= Lough Ree Yacht Club =

Irish sailing club

Lough Ree Yacht Club

Lough Ree Yacht Club is a sailing club based in Ballglass, Coosan, near Athlone, Ireland. Founded in 1770, albeit under the name Athlone Yacht Club, it claims to be one of the oldest yacht clubs in the world, although another Irish yacht club, The Royal Cork Yacht Club (formerly The Cork Water Club) has proven to be the world's first and oldest yacht club. In any event it is probably the oldest club based on an inland lake.

== History ==
The tradition of organised pleasure boating in Athlone goes back to at least 1731, with a regatta on the River Shannon amongst the 'diversions' promised for a festival week in the town. Athlone is founded on the River Shannon, just south of Lough Ree, the second largest of Ireland's big lakes.

Early activities included an annual regatta which was located around the hill in Hillquarter townland. This hill gave the organising committee a viewing position from which they could review the progress of the yachts. Other events appear to have involved a rendezvous at some agreed place and a cruise in company in the manner of a naval flotilla but racing eventually developed. From these incidental activities an organisation in the form of a club was established. Originally it was known as Athlone Yacht Club and was renamed Lough Ree Yacht Club in 1895, probably due to the financial difficulties which had been run into over the previous years. By this time most its members sailed out of a small, sheltered bay at Ballyglass, on Lough Ree itself; Ballyglass is recorded as the venue of the Annual Regatta as early as 1836.

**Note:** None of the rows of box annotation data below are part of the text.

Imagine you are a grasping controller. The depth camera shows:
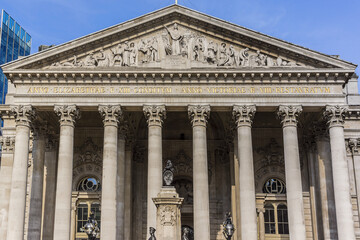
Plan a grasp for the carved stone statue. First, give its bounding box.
[206,41,218,64]
[239,48,249,67]
[84,52,97,67]
[110,43,123,66]
[163,160,174,186]
[149,227,156,240]
[129,42,137,66]
[96,49,112,67]
[165,23,184,55]
[122,41,131,67]
[218,43,229,66]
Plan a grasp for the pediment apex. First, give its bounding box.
[2,5,357,73]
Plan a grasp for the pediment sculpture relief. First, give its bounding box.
[50,23,303,68]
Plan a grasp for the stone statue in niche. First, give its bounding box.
[206,41,218,64]
[165,23,184,55]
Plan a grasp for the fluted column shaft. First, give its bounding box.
[42,138,58,240]
[0,136,15,239]
[257,208,265,240]
[124,144,133,240]
[233,105,257,240]
[143,105,166,238]
[7,105,34,240]
[116,126,126,240]
[28,122,47,240]
[188,105,210,240]
[99,105,122,240]
[324,106,355,240]
[53,105,80,240]
[278,106,306,240]
[315,124,337,240]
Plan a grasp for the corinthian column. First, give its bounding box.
[28,121,47,240]
[233,105,257,240]
[188,105,210,240]
[53,105,80,240]
[143,105,166,239]
[7,105,35,240]
[99,105,122,240]
[324,106,355,240]
[0,136,15,239]
[277,106,306,240]
[314,122,337,240]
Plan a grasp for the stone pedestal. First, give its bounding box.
[150,186,184,240]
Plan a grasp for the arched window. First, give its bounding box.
[263,178,286,194]
[77,177,101,192]
[264,203,289,235]
[264,204,276,234]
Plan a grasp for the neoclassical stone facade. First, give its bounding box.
[0,5,360,240]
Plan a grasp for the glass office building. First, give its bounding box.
[0,10,31,104]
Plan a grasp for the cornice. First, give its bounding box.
[6,68,352,84]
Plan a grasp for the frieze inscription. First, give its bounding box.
[25,84,342,95]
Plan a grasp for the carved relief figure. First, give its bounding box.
[110,43,123,66]
[206,41,218,64]
[218,43,229,66]
[193,38,205,62]
[97,49,112,67]
[149,37,159,62]
[225,45,236,66]
[123,41,131,67]
[84,52,97,67]
[239,48,250,67]
[165,23,184,55]
[130,42,137,66]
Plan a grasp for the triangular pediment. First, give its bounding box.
[2,5,356,72]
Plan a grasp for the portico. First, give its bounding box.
[0,5,360,240]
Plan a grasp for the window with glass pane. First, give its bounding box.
[277,204,289,234]
[76,203,89,232]
[263,178,286,194]
[264,204,276,234]
[3,11,9,25]
[91,203,101,228]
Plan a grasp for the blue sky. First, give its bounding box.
[0,0,360,74]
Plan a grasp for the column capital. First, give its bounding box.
[323,105,348,128]
[31,120,47,140]
[233,105,256,127]
[99,105,122,127]
[188,105,210,127]
[277,105,302,127]
[256,208,265,213]
[54,105,80,127]
[11,105,35,128]
[143,105,166,127]
[345,138,360,156]
[0,136,15,153]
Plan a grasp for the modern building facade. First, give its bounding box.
[0,10,31,104]
[0,5,360,240]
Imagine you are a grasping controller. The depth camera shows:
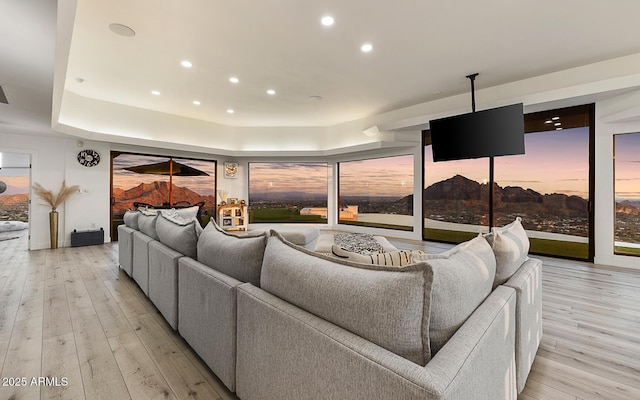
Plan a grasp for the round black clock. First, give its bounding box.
[78,149,100,167]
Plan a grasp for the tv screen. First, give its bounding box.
[429,103,524,161]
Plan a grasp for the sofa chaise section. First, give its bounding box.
[178,257,242,391]
[504,258,542,393]
[178,220,266,391]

The club members have since, the early twentieth century, owned their own premises. In July 2006, new, larger premises were officially opened, as the second substantial expansion of the clubhouse premises. Yet the original building built in the early twentieth century is now a "building-within-a-building", in that it now functions as the office housed entirely within the clubhouse proper. Jetty space was expanded with the addition of floating jetties with full facilities (power and water), and a new 2-level boathouse was constructed a year later.

In 2012, the club completed the acquisition of 3 acres of adjacent lands, which will enable further expansion of the club's facilities to meet the needs of its burgeoning membership.

== Longevity ==
Although the record of pleasure sailing on the waters around Athlone goes back to 1731, organised club sailing did not commence before 1770. And notwithstanding the change in name and premises during subsequent years, Lough Ree Yacht Club is said to be the second or third oldest club in the world. Ultimately this claim relies upon the club's own assertions on its origins. On the other hand, it has never been publicly challenged.

Whether the club is second or third oldest in the world depends upon whether an organisation described as the Flotilla of the Neva, St Petersburg, Russia, is a Yacht Club by modern or historical standards. It has been claimed that the Flotilla was established in 1718. However, there is little presence of the club on the World Wide Web, and one visitor in September 2005 described it as "not quite a yacht club". Although all old yacht clubs could be described thus at some point during their histories, not for their entire duration.

Accordingly, Lough Ree Yacht Club is arguably the second oldest yacht club in the world. The eldest, as it happens is also Irish, the Royal Cork Yacht Club.

== Watercraft ==
The club is closely, but not exclusively, associated with the Shannon-One-Design (SOD), a single-sail class of open clinker built boat designed for a crew of two. Subsequently, it was considered desirable to bring a third person along, and this has now become the class rule. The SOD was modelled on a traditional 18'-0" lake boat. The SOD was designed by Morgan Giles of Teignmouth. It was introduced to the Club in 1922 in response to a growing demand for a one-design competitive and less expensive dinghy. Over a hundred and forty have now been built for the Shannon Lakes. Some of the original fleet still continues to race. Sail numbers started at No. 32.

The largest and most significant event run by the club annually is a week-long event commencing on the August Bank Holiday.

Other than SOD's, the club is made up of a growing number of barge owners, as well as a large mixed cruiser class and a junior section. Junior sailing was introduced in 1968, and today instructs beginners with a fleet of Optimist, Laser, Mirror and Laser Pico dinghies.